I'm going to answer my own question about the Festool discs, as I've found all the info. The hole arrangement on the Festool 5" ROS pad is different from the standard, so standard 8 hole sanding discs will not work on the Festool, and the holes on the Festool sanding discs will not line up on the standard 5" 8 hole ROS pads found on other sanders.

Exactly the kind of complete info on specific varieties of sandpapers that I've been looking for is available for Festool sanding discs here: http://bobmarinosbesttools.com/tip_deta ... fc2&tid=23

It would be nice if other manufacturers and suppliers of sandpapers would provide such thorough information, rather than just colors and marketing hype with somewhat vague claims about performance. Bravo to Festool. The availability of this info alone is another motivation for me to go ahead and get a Festool ROS. At the same time, with this info from Festool, I am now able to extrapolate a much better understanding of the varieties of sandpapers available from other manufacturers as well.
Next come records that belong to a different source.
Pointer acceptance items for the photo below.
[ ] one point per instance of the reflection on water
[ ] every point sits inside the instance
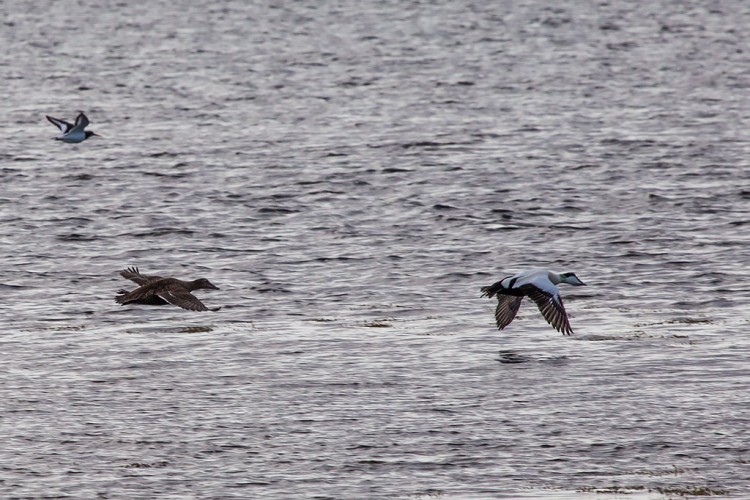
(350, 176)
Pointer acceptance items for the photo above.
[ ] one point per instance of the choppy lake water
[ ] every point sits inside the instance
(350, 174)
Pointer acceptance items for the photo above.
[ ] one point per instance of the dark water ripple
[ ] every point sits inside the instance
(350, 174)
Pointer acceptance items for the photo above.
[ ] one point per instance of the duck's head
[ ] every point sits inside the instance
(203, 284)
(571, 279)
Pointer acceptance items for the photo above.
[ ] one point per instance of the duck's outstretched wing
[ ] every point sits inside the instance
(61, 124)
(182, 298)
(81, 122)
(507, 308)
(134, 275)
(551, 306)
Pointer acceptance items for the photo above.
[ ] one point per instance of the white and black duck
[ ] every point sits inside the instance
(540, 285)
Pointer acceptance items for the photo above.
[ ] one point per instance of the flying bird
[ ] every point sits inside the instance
(540, 285)
(155, 291)
(72, 132)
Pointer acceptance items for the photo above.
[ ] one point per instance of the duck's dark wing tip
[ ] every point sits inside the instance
(506, 310)
(551, 307)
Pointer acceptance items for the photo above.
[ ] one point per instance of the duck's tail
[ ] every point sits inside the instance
(490, 291)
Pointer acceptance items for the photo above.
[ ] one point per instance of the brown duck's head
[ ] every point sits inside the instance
(203, 283)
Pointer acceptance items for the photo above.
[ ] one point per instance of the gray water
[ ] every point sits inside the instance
(350, 174)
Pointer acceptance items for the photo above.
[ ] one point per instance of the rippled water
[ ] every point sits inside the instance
(350, 175)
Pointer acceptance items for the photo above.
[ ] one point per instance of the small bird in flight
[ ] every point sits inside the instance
(74, 132)
(540, 285)
(155, 291)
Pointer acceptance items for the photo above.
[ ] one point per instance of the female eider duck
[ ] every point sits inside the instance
(540, 286)
(73, 132)
(155, 291)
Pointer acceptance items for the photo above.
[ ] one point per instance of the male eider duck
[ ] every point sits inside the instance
(540, 286)
(155, 290)
(73, 132)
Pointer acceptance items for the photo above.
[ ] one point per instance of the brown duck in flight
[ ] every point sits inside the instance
(156, 291)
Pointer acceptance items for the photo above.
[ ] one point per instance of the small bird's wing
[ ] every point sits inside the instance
(551, 307)
(81, 123)
(507, 307)
(183, 298)
(61, 124)
(134, 275)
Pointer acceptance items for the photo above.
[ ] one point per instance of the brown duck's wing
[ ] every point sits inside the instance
(179, 296)
(507, 307)
(552, 308)
(134, 275)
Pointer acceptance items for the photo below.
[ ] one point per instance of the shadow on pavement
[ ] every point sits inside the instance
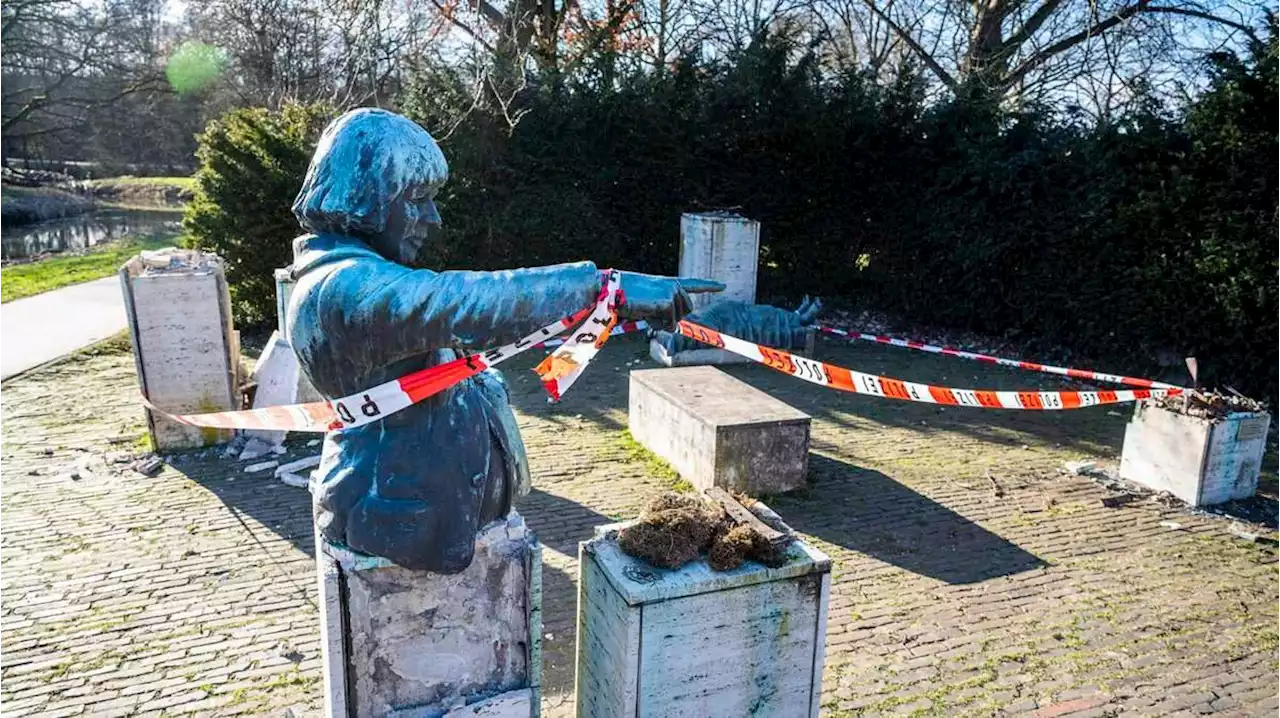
(871, 513)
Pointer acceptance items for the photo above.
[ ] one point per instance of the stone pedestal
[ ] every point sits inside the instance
(184, 346)
(403, 643)
(725, 247)
(694, 641)
(720, 431)
(1200, 461)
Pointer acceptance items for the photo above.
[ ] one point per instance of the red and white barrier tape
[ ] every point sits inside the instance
(1086, 374)
(622, 328)
(373, 405)
(859, 383)
(562, 367)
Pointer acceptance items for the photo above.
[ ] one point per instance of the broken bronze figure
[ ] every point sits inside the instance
(415, 488)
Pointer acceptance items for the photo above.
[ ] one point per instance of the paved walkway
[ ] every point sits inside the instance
(970, 576)
(45, 327)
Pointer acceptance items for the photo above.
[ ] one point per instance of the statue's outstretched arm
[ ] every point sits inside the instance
(478, 310)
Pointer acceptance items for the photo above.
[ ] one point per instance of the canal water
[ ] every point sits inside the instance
(85, 231)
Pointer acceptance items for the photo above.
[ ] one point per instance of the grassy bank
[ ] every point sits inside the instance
(27, 205)
(145, 191)
(26, 279)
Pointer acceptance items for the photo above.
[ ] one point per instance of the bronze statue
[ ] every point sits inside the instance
(417, 485)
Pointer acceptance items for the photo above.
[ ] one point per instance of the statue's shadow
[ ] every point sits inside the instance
(872, 515)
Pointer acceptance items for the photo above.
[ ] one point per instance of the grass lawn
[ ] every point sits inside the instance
(26, 279)
(182, 182)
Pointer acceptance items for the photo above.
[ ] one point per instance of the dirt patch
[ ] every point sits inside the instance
(676, 529)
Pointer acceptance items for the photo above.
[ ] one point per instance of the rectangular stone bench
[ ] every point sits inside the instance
(720, 431)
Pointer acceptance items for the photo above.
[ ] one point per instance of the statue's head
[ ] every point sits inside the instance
(374, 177)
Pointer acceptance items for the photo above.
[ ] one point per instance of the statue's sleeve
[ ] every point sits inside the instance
(478, 310)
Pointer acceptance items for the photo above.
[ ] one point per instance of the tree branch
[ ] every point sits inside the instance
(1142, 7)
(915, 46)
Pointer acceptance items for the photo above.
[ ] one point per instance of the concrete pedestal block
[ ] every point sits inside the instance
(184, 346)
(720, 431)
(428, 645)
(1200, 461)
(725, 247)
(693, 641)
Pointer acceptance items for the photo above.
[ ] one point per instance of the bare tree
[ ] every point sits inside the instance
(58, 59)
(1019, 47)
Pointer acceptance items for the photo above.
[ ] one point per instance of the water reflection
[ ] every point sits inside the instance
(85, 231)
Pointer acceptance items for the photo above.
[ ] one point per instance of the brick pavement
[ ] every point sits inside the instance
(970, 577)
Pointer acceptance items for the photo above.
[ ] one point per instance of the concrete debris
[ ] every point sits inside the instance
(1119, 499)
(1210, 405)
(1242, 531)
(296, 466)
(149, 465)
(1080, 467)
(256, 448)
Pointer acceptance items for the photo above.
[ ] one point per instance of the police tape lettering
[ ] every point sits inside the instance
(1086, 374)
(859, 383)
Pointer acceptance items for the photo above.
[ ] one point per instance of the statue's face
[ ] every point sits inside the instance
(374, 175)
(410, 218)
If you check out that PDF from Festool, you'll see that they make one sanding disc (Titan 2) that is stearate coated, and they specifically warn against using that one with waterborne finishes. Their "Cristal" paper looks like the one to choose where you might use 3M Gold - it is an open coated paper with some kind of no load coating. It doesn't say what the coating is, but I assume it's not stearate, since they specifically mention the stearate coating on the Titan 2 paper, with the warning about not using it with waterborne finishes. They also describe the Cristal paper as being very aggressive. It looks like the one I might choose, for example, for sanding the drum sander scratches off the back of a guitar, especially if the wood is oily/resinous. A good, aggressive, no load paper should make quick work of that job.